Uma das evoluções mais relevantes que consta nas circulares da Susep é a instituição do chamado ciclo de vida, em que o cliente da previdência complementar terá diferentes alternativas para receber o volume que poupou ao longo do tempo, não só quando se aposentar.
“Me arrisco a dizer que é um dos momentos mais positivos em termos de regulação”, diz Sandro Bonfim, superintendente de produtos da Brasilprev. “Muitas vezes, o cliente não quer a renda vitalícia com juros garantido. Quer outro tipo renda. Quando há mais opções na fase desacumulação, algo muito personalizado, faz com que o setor se adapte melhor às necessidades do cliente.”

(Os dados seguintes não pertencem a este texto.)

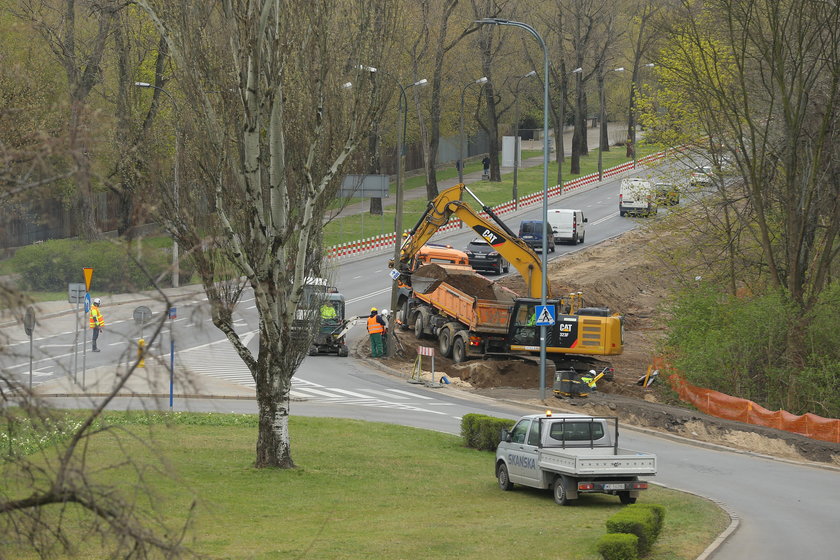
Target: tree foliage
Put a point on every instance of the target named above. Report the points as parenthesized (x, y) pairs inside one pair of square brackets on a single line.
[(751, 87)]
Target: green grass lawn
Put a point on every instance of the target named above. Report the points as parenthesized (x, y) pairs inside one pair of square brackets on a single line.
[(368, 491), (530, 180)]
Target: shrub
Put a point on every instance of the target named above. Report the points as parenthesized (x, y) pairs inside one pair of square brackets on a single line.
[(482, 432), (658, 512), (618, 546), (766, 349), (636, 521)]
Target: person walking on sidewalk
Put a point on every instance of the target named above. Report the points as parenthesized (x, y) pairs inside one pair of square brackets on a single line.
[(376, 326), (97, 323)]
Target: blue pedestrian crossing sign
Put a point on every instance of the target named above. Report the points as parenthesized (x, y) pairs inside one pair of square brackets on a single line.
[(545, 315)]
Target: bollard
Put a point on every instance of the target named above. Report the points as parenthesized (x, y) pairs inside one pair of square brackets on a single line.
[(140, 346)]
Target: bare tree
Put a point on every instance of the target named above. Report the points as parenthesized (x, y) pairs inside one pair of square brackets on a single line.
[(591, 31), (268, 148), (643, 35), (80, 52)]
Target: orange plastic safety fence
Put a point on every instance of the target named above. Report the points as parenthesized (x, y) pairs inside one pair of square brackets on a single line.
[(742, 410)]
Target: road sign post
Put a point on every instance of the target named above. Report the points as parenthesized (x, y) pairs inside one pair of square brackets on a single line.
[(76, 294), (173, 314), (545, 315), (29, 327)]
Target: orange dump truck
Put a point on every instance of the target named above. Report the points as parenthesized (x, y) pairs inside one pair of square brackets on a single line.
[(469, 314)]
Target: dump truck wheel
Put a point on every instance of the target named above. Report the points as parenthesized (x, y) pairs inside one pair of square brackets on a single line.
[(445, 342), (405, 316), (459, 350)]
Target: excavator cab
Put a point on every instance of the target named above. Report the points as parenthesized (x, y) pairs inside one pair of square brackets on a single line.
[(587, 331)]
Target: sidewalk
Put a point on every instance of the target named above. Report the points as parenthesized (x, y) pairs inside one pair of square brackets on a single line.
[(593, 136)]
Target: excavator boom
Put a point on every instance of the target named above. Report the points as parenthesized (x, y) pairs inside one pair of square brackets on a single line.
[(449, 204)]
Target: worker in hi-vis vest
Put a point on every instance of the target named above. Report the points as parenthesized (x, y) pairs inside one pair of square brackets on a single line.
[(97, 323), (376, 326)]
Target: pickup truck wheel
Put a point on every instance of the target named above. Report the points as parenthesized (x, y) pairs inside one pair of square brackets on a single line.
[(445, 342), (459, 350), (625, 498), (504, 480), (560, 492)]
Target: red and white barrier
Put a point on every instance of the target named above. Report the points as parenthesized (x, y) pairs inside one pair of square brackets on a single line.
[(386, 241)]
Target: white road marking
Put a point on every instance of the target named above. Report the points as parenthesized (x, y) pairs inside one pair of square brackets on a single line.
[(414, 395)]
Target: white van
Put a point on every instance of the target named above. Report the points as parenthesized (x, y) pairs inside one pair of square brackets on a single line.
[(569, 226), (636, 197)]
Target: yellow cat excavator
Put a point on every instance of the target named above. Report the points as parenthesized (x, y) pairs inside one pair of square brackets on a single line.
[(461, 321)]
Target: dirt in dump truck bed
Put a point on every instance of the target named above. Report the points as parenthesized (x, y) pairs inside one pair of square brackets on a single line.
[(470, 283)]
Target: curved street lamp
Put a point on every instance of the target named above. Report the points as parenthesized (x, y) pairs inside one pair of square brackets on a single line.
[(175, 183), (516, 138), (604, 143), (635, 90), (544, 280), (402, 114), (482, 80)]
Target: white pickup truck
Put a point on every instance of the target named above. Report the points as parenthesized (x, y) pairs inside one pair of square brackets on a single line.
[(572, 454)]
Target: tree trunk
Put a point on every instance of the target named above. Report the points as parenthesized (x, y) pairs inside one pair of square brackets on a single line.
[(273, 439)]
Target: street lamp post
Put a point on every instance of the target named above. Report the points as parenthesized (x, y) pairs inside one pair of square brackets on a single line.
[(175, 186), (604, 143), (635, 90), (544, 280), (481, 80), (561, 144), (402, 112), (516, 139)]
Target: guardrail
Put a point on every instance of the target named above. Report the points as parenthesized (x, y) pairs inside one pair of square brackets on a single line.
[(379, 242)]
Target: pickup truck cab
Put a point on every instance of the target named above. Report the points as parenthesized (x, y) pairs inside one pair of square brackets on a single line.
[(572, 454)]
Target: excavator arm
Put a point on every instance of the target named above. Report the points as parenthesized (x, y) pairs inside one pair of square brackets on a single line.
[(448, 204)]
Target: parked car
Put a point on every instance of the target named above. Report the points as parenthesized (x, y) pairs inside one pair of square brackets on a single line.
[(701, 175), (530, 231), (636, 197), (666, 194), (569, 226), (484, 256)]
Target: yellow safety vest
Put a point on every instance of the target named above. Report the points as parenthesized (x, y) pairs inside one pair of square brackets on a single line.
[(96, 319), (375, 326)]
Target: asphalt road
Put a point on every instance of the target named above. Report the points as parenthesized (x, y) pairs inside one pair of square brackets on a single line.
[(787, 510)]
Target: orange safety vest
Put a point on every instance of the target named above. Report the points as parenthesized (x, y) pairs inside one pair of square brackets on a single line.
[(375, 326), (96, 319)]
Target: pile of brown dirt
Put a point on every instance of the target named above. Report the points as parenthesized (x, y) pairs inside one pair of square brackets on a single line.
[(621, 275)]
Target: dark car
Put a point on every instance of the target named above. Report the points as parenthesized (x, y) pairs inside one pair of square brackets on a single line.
[(530, 231), (483, 256)]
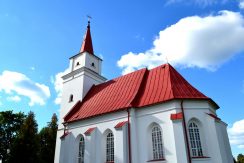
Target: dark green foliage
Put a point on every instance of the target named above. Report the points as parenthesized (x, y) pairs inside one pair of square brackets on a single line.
[(240, 158), (9, 129), (25, 147), (19, 135), (47, 141)]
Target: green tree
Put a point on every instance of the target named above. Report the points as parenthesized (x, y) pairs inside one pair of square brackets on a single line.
[(240, 158), (9, 129), (48, 140), (25, 147)]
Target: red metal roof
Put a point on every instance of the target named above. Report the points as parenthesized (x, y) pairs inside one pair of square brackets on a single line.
[(64, 135), (120, 124), (214, 116), (137, 89), (176, 116), (87, 42), (110, 96)]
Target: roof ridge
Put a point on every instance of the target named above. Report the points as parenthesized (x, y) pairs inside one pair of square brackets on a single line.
[(135, 100), (170, 76)]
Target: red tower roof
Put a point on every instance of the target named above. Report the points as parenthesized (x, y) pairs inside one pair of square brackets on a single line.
[(87, 42), (137, 89)]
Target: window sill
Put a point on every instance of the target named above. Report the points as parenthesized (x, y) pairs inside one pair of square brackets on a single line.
[(200, 158), (158, 160)]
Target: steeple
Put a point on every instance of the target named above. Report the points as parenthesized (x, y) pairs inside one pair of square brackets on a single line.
[(87, 42)]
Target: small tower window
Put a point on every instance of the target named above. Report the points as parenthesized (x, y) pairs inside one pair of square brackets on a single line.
[(81, 150), (93, 64), (110, 148), (71, 98), (157, 143), (196, 145)]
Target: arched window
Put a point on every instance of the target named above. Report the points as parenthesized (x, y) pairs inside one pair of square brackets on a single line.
[(195, 140), (157, 143), (71, 98), (81, 150), (110, 147)]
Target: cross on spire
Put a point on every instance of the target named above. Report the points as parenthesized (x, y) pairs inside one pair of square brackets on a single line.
[(89, 18), (87, 42)]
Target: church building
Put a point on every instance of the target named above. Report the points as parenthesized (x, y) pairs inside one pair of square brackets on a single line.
[(145, 116)]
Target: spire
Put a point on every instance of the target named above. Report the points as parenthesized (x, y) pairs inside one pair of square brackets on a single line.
[(87, 42)]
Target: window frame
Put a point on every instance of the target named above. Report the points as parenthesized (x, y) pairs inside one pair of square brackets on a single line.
[(157, 145), (109, 147), (71, 98), (81, 151), (195, 139)]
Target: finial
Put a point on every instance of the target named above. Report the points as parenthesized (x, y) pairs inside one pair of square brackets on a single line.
[(89, 18), (166, 58)]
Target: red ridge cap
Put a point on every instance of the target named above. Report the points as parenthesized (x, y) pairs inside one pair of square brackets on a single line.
[(176, 116), (64, 135), (120, 125), (89, 131), (73, 110), (213, 116)]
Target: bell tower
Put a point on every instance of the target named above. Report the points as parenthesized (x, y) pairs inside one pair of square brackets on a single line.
[(84, 71)]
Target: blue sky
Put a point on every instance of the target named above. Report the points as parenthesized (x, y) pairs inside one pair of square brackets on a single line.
[(203, 39)]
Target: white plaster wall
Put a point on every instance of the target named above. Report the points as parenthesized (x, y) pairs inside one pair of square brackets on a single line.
[(209, 131), (74, 86), (212, 134), (92, 59), (223, 139), (145, 117), (95, 143)]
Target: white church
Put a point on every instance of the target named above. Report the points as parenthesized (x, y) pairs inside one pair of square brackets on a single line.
[(147, 116)]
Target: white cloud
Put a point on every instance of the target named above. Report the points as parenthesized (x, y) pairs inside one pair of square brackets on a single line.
[(14, 82), (14, 98), (202, 3), (58, 85), (241, 4), (204, 42), (236, 134), (32, 68)]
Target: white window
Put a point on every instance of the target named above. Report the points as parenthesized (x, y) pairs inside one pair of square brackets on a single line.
[(71, 98), (195, 140), (157, 143), (110, 148), (81, 150)]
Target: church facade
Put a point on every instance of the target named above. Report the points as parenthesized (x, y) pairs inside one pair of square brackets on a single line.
[(145, 116)]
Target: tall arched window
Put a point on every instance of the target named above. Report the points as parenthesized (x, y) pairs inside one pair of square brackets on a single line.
[(195, 140), (81, 150), (71, 98), (110, 147), (157, 143)]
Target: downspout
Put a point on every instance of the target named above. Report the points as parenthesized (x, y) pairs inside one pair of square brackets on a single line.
[(129, 138), (185, 133)]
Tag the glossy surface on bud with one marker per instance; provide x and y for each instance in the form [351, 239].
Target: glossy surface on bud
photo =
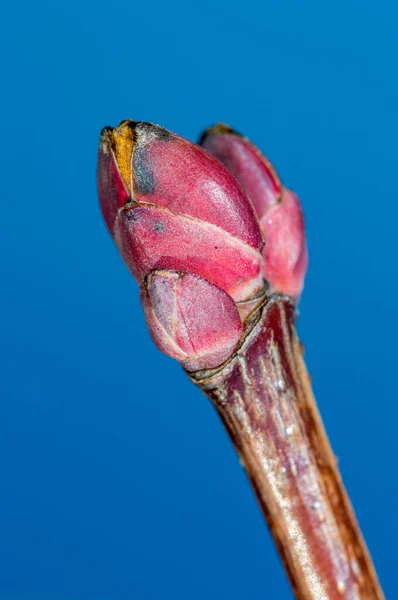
[278, 209]
[171, 205]
[190, 319]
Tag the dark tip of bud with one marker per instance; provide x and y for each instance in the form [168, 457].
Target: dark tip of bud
[218, 128]
[106, 139]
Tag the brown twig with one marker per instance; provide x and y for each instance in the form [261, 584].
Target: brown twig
[264, 398]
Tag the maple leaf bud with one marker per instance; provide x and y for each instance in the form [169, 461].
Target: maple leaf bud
[190, 319]
[170, 205]
[278, 209]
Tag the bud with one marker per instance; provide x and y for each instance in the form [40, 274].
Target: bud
[170, 205]
[190, 319]
[278, 209]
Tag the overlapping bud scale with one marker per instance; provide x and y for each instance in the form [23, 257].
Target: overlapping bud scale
[186, 229]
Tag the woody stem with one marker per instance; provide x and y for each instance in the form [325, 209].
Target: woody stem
[264, 398]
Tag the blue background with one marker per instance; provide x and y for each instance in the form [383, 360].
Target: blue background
[117, 480]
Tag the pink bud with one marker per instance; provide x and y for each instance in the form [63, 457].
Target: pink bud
[171, 205]
[190, 319]
[278, 209]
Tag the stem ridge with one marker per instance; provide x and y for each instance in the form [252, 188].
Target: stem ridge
[264, 398]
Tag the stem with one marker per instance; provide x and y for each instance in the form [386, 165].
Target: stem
[264, 398]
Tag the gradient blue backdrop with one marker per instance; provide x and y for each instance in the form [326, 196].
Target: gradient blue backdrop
[117, 480]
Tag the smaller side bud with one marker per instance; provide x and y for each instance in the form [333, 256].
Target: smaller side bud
[278, 209]
[190, 319]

Estevão Scripilliti, diretor da Bradesco Vida e Previdência, diz que o arcabouço cria oportunidades para oferta de renda em vários ciclos. Na regra anterior, quem se aposentasse tinha que decidir se convertia a poupança acumulada em renda vitalícia num único momento. Na hipótese de falecer um ano depois, o dinheiro não usufruído ficava com a segura dora, não era transmitido a herdeiros.
Com a revisão regulatória, há a possibilidade de fazer várias conversões. Quem deixa de trabalhar aos 65 anos, pode contratar uma renda por cinco anos, e aos 70 e 75 anos fazer novas conversões, optando pela renda perpétua só aos 80, exemplifica Scripilliti. “E em cada conversão de renda, ele pode tomar ao preço de mercado mais apropriado. As segur
doras vão competir pelos ciclos de renda.”
As alterações ocorrem numa fase em que a previdência complementar, uma indústria relativamente nova no Brasil, atinge um certo grau de maturidade com o PGBL e o VGBL completando mais de duas décadas. Há uma massa mais graúda de participantes próxima de se aposentar e fazer esse tipo de escolha. É um tema caro para a estabilidade financeira do setor que hoje reúne cerca de R$ 1,4 trilhão, e vai ter que lidar com a maior longevidade da população. Em vez de administrar o risco atuarial de 25 anos, as seguradoras poderão se planejar em ciclos mais curtos, de cinco a dez anos.
“Vai ter um volume de recursos a ser trabalhado nos próximos cinco ou dez anos maior do que teve até aqui”, diz Scripilliti.
Rudolf Gschliffner, chefe de produtos da gestora de recursos do Santander, diz que será possível fazer, inclusive, a portabilidade de renda. Antes, o cliente transferia todo o dinheiro do plano de uma seguradora A para a B. “A partir do momento em que começa a usufruir do benefício da renda previdenciária, ele vai poder escolher com que seguradora quer ter aquela renda, vai ser uma decisão pautada no quanto competitiva vai ser a oferta, a companhia pode se basear no seu financeiro, no atuarial, na assunção do risco. Isso empodera o participante.”
Sob essa ótica, o executivo diz que a previdência deixa de ser um produto conhecido como só de acumulação para ser um instrumento de renda simultânea, ampliando o escopo de uso para reservas de longo prazo. O padrão do mercado hoje é o cliente resgatar tudo na hora que precisa do benefício. As novas regras valem para quem tem planos antigos, mas o setor vai ter que se adaptar.